Chevron announced it will bank $6.5 billion from the sale of high-cost oil sands assets so it can focus on the more profitable US Permian Basin. Meanwhile, BP is treating earlier goals like a misbegotten New Year’s resolution: It’s dumping its target to cut oil and gas output and chasing higher returns instead.

In the Mood for Crude

Global instability has been a friend to oil prices of late: On Monday, Brent rose to $80 a barrel, its highest point since August, while US benchmark West Texas Intermediate crude climbed more than 3% to about $77 a barrel. “The angst is building,” Rebecca Babin, a senior energy trader at CIBC Private Wealth Group, told Bloomberg.

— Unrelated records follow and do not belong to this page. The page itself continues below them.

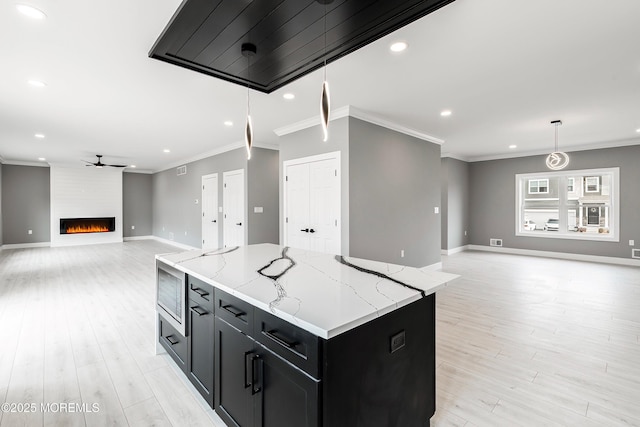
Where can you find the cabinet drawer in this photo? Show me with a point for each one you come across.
(290, 342)
(236, 312)
(200, 292)
(173, 342)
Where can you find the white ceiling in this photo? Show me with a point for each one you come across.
(505, 68)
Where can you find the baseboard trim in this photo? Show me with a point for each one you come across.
(433, 267)
(454, 250)
(558, 255)
(149, 237)
(172, 243)
(26, 245)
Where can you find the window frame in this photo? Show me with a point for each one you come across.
(586, 184)
(522, 189)
(538, 186)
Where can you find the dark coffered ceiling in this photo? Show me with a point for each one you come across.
(290, 36)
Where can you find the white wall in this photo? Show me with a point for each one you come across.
(85, 192)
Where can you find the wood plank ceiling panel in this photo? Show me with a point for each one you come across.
(207, 35)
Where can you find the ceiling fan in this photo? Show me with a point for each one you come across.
(99, 163)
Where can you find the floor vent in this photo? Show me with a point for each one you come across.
(495, 242)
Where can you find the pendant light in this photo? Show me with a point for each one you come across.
(248, 50)
(558, 159)
(325, 99)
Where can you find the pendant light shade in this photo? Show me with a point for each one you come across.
(248, 50)
(325, 108)
(558, 159)
(248, 136)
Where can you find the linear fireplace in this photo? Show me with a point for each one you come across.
(87, 225)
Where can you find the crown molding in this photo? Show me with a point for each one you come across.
(351, 111)
(571, 149)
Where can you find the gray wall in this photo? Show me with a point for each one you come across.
(455, 203)
(394, 185)
(137, 204)
(0, 204)
(492, 201)
(177, 217)
(25, 204)
(308, 142)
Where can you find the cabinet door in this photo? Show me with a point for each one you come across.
(287, 396)
(233, 373)
(201, 349)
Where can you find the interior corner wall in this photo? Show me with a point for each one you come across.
(455, 203)
(492, 201)
(0, 204)
(137, 204)
(308, 142)
(176, 216)
(26, 204)
(394, 186)
(262, 191)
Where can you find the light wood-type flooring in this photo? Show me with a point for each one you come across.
(520, 341)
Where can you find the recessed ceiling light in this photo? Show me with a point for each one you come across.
(30, 11)
(37, 83)
(398, 46)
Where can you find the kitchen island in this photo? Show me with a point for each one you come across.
(300, 338)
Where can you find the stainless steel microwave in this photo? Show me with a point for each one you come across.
(171, 296)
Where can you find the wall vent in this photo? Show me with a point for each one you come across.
(495, 242)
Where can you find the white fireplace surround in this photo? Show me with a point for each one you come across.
(85, 193)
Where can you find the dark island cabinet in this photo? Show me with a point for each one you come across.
(200, 368)
(254, 385)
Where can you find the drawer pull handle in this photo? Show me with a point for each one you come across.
(198, 311)
(200, 292)
(231, 309)
(256, 374)
(279, 340)
(248, 367)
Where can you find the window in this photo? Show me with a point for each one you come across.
(592, 184)
(537, 186)
(581, 204)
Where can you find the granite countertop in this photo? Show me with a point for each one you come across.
(321, 293)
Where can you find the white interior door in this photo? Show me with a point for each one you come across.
(324, 206)
(297, 209)
(210, 211)
(234, 211)
(312, 203)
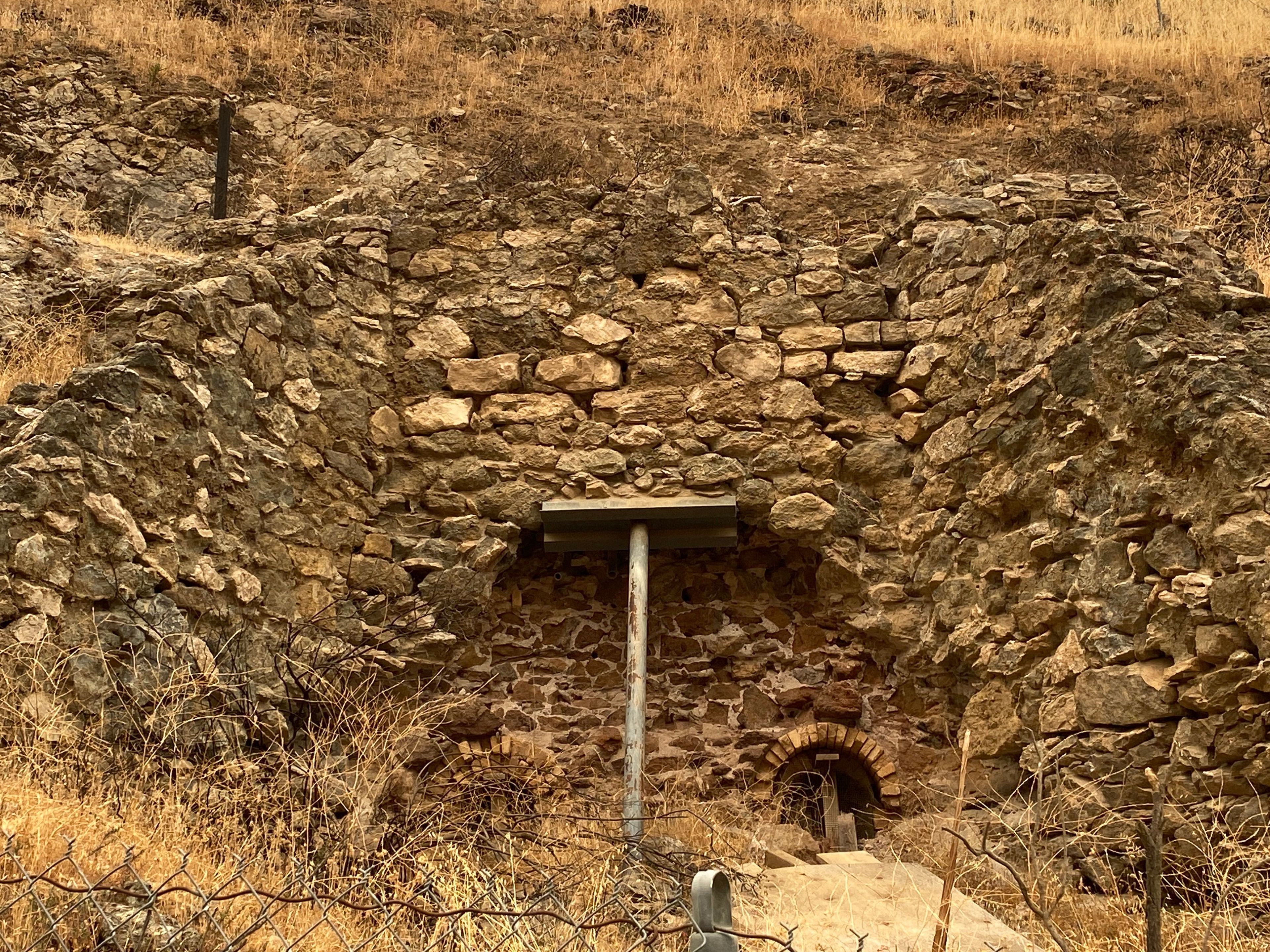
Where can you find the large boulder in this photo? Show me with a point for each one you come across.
(1126, 695)
(992, 722)
(579, 374)
(801, 516)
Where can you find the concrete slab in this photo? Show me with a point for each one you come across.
(854, 857)
(896, 904)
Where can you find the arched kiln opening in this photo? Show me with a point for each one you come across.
(494, 777)
(821, 775)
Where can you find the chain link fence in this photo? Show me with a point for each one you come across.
(68, 907)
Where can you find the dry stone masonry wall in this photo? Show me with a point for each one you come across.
(1000, 466)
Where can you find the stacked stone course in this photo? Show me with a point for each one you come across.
(1000, 465)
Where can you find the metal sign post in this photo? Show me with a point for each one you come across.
(637, 686)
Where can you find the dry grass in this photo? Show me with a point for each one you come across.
(703, 60)
(44, 347)
(48, 347)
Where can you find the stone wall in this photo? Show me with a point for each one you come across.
(1000, 464)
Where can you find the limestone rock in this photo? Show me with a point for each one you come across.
(597, 462)
(417, 751)
(920, 365)
(484, 375)
(439, 338)
(792, 400)
(779, 311)
(712, 470)
(110, 512)
(653, 405)
(689, 192)
(811, 337)
(812, 364)
(1057, 714)
(1245, 534)
(992, 722)
(949, 442)
(302, 394)
(863, 251)
(756, 364)
(579, 374)
(801, 516)
(387, 428)
(839, 701)
(937, 206)
(502, 409)
(788, 838)
(868, 364)
(600, 333)
(1170, 553)
(1126, 695)
(757, 710)
(437, 414)
(818, 284)
(468, 720)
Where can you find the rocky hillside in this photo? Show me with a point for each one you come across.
(1000, 464)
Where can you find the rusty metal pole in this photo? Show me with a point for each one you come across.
(222, 183)
(637, 686)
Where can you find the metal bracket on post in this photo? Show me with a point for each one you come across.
(222, 184)
(637, 686)
(712, 911)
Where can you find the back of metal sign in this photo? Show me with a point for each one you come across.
(712, 911)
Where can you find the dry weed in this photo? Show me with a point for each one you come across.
(701, 61)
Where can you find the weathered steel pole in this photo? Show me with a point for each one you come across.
(637, 685)
(222, 184)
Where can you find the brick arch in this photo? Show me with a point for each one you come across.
(832, 738)
(532, 765)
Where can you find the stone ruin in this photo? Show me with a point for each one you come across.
(1000, 466)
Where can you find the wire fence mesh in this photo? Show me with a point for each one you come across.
(68, 907)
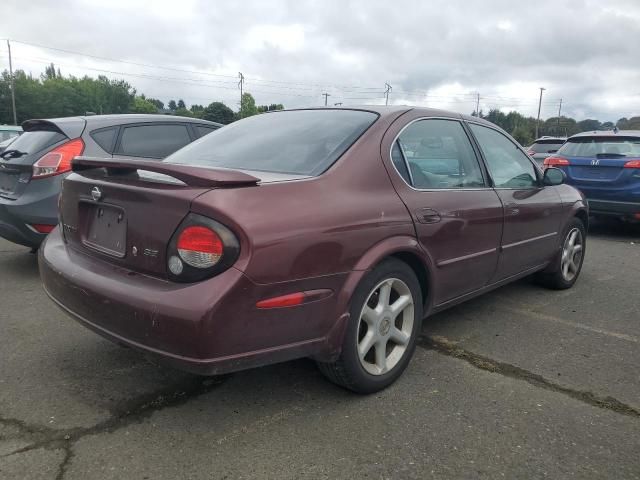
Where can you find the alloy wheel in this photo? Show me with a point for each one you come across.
(571, 254)
(385, 327)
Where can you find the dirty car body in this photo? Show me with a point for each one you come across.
(305, 205)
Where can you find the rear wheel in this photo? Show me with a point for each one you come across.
(569, 262)
(386, 314)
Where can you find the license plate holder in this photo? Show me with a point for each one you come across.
(107, 230)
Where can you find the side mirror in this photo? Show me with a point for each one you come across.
(553, 176)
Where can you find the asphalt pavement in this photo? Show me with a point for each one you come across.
(520, 383)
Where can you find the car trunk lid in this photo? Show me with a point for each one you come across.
(126, 211)
(599, 170)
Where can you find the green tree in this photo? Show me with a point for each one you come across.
(523, 135)
(218, 112)
(247, 106)
(270, 108)
(142, 105)
(183, 112)
(159, 104)
(632, 123)
(589, 125)
(197, 111)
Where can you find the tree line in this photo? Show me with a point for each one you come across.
(523, 129)
(53, 95)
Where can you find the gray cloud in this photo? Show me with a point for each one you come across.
(433, 52)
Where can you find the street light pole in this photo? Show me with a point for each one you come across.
(542, 89)
(13, 86)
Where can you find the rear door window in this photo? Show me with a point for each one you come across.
(153, 140)
(439, 155)
(602, 147)
(202, 130)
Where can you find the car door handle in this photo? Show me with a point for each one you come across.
(511, 209)
(428, 215)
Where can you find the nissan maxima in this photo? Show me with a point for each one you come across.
(322, 233)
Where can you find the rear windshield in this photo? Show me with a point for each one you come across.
(301, 142)
(545, 147)
(33, 142)
(617, 147)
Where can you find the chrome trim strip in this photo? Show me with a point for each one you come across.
(529, 240)
(464, 257)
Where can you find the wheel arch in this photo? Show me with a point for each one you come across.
(403, 248)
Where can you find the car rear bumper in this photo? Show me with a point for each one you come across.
(14, 228)
(37, 205)
(210, 327)
(615, 208)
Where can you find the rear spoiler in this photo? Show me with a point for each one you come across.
(190, 175)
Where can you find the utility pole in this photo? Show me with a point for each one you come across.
(13, 86)
(240, 85)
(559, 111)
(387, 91)
(542, 89)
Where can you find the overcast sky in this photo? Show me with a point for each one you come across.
(432, 53)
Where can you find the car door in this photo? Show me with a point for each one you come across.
(152, 140)
(532, 212)
(457, 216)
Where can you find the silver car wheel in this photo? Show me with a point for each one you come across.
(386, 326)
(571, 254)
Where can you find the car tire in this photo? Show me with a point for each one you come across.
(568, 263)
(375, 323)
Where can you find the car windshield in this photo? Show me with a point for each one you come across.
(601, 147)
(300, 142)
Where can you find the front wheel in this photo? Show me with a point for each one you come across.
(385, 320)
(569, 262)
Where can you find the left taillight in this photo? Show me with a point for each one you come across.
(58, 160)
(200, 248)
(632, 164)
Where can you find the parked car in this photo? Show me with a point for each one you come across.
(319, 232)
(33, 167)
(9, 131)
(544, 147)
(605, 167)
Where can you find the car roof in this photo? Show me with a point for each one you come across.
(548, 138)
(608, 133)
(394, 110)
(73, 127)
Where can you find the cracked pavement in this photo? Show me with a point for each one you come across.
(520, 383)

The first half of 2024, meanwhile, was defined by a wave of megamergers among US oil and gas producers — M&A activity driven by the fact that firms are flush with cash in the wake of Russia’s invasion of Ukraine and crude demand is poised to remain strong for years to come. But as Monday’s news showed, it’s not just strategic mergers that will drive Big Oil’s profit-hunting:

  • In Chevron’s case, strategic divestment makes sense: By selling its 20% stake in the Athabasca Oil Sands and a 70% interest in the Duvernay shale to Canadian Natural Resources, it will net $6.5 billion in cash. That’s a huge step forward in its plan to offload $10 billion to $15 billion in assets by 2028 so it can focus on the Permian Basin and Kazakhstan (Chevron is also finalizing a $53 billion megamerger to acquire Hess).
  • UK oil giant BP, which has been slammed for missing profit forecasts, is abandoning a plan to cut oil and gas output 25% by 2030 — a goal that was already scaled back from 40% last year — sources told Reuters. The news agency reported that BP is seeking out new oil and gas investments in the Middle East and the Gulf of Mexico to maximize its profitability over previous environmental pledges.

Dollars in Quicksand: Canada’s energy industry saw its own surge in acquisitions late last year, which Chevron’s deal now contributes to. For the US giant, getting out of Canada is a question of margins: Operating costs in oil sands are much higher than other methods of oil extraction, with the current breakeven Brent price for a barrel of oil sands at $57, compared to North American shale at $45.